Title: The Four Profound Weaves
Author: R.B. Lemberg
Publisher: Tachyon Publications
Length: 192 Pages
Category: Historical Fantasy
At a Glance: The Four Profound Weaves is an emotional story, at times intense and brutal in its telling, but nothing less than sincere. Its beauty is in its weaving of words into a fantasy steeped in its characters’ truths and desires.
Reviewed By: Lisa
Blurb: Wind: To match one’s body with one’s heart
Sand: To take the bearer where they wish
Song: In praise of the goddess Bird
Bone: To move unheard in the night
The Surun’ nomads do not speak of the master weaver, Benesret, who creates the cloth of bone for assassins in the Great Burri Desert. But aged Uiziya must find her aunt in order to learn the final weave, although the price for knowledge may be far too dear to pay.
Among the Khana in the springflower city of Iyar, women travel in caravans to trade, while men remain in the inner quarter, as scholars. A nameless man struggles to embody Khana masculinity, after many years of performing the life of a woman, trader, wife, and grandmother.
As his past catches up, the nameless man must choose between the life he dreamed of and Uiziya—while Uiziya must discover how to challenge the evil Ruler of Iyar, and to weave from deaths that matter.
About the Birdverse: The Birdverse is the creation of fantasy author R. B. Lemberg. It is a complex, culturally diverse world, with a range of LGBTQIA characters and different family configurations. Named after its deity, Bird, Birdverse shorter works have been nominated the Nebula, Hugo, Tiptree award, and Rhysling awards. The Four Profound Weaves is the first full-length work set in the Birdverse.
Review: R.B. Lemberg’s The Four Profound Weaves is an esoteric sort of novel, as cerebral, reflective and weighty as the title suggests, and is both symbolic and deliberate in delivering its message. This story explores gender roles, and indeed gender itself, through both trans- and cisgender characters, as well as those the author names in-betweeners, those who are both male and female, or, perhaps more accurate, are neither male nor female.

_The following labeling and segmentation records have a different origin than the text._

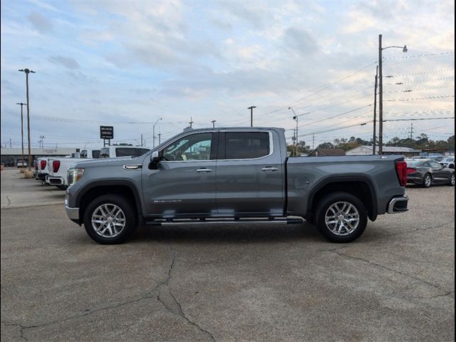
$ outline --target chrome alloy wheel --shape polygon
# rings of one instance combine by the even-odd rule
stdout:
[[[329,207],[325,214],[328,229],[341,237],[353,233],[359,224],[359,212],[348,202],[337,202]]]
[[[98,207],[92,214],[92,228],[100,237],[117,237],[125,227],[125,215],[117,205],[106,203]]]

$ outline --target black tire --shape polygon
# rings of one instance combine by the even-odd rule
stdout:
[[[428,180],[430,180],[428,182]],[[421,183],[421,186],[423,187],[430,187],[432,185],[432,176],[430,175],[430,173],[427,173],[425,175],[425,177],[423,177],[423,183]]]
[[[329,207],[338,202],[347,202],[352,204],[358,211],[359,221],[354,230],[349,234],[338,234],[331,231],[331,227],[326,224],[326,212]],[[336,215],[334,215],[336,216]],[[334,192],[325,196],[317,204],[316,211],[316,227],[323,236],[331,242],[351,242],[358,239],[366,229],[368,224],[368,212],[363,202],[356,197],[348,192]]]
[[[113,237],[105,237],[97,233],[92,225],[93,212],[103,204],[115,205],[123,212],[125,225],[120,233]],[[88,204],[84,212],[84,227],[88,236],[94,241],[102,244],[115,244],[125,242],[136,230],[138,218],[133,206],[124,197],[118,195],[105,195],[95,198]]]

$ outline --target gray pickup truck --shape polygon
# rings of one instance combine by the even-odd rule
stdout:
[[[282,128],[187,130],[140,157],[68,170],[65,205],[101,244],[140,224],[314,224],[349,242],[368,219],[408,210],[402,156],[287,157]]]

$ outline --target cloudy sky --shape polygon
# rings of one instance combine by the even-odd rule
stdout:
[[[188,125],[283,127],[315,144],[372,136],[378,34],[384,119],[454,117],[451,1],[1,1],[1,143],[19,147],[31,68],[32,145],[152,145]],[[397,84],[400,83],[400,84]],[[360,125],[361,123],[366,125]],[[387,121],[446,140],[454,119]],[[336,130],[346,126],[344,129]]]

This story takes place in an already established alternate reality called Birdverse, and I have to say, for better or worse, I learned nearly as much about the weaves and the world from the blurb as I did from the book itself. The Bird deity and the mythology surrounding it is threaded throughout as a point of reference more so than a central figure in the story, but there is nonetheless a ‘rise of the phoenix’ tone to it, which complements the elevation of those who transcend to their true selves.
“They cocooned me and burned without burning, and when they were done, I was myself in my body.”
The two protagonists, a woman called Uiziya e Lali, and a nameless man who refers to himself only as nen-sasaïr, son of sandbirds, until he is given a name that is his own, are the elders who lead readers through desert lands in search of the secret to the fourth Profound Weave, and in doing so are waylaid by evil in its human forms. Theirs is a story of survival and triumph, of redemption and transition, and Lemberg delivers it in a deeply woven, and obviously personal, narrative that proposes we are, perhaps not made up of a duality or a trinity or a quaternity, but are a composite of multitudes.
The Four Profound Weaves is an emotional story, at times intense and brutal in its telling, but nothing less than sincere. Its beauty is in its weaving of words into a fantasy steeped in its characters’ truths and desires.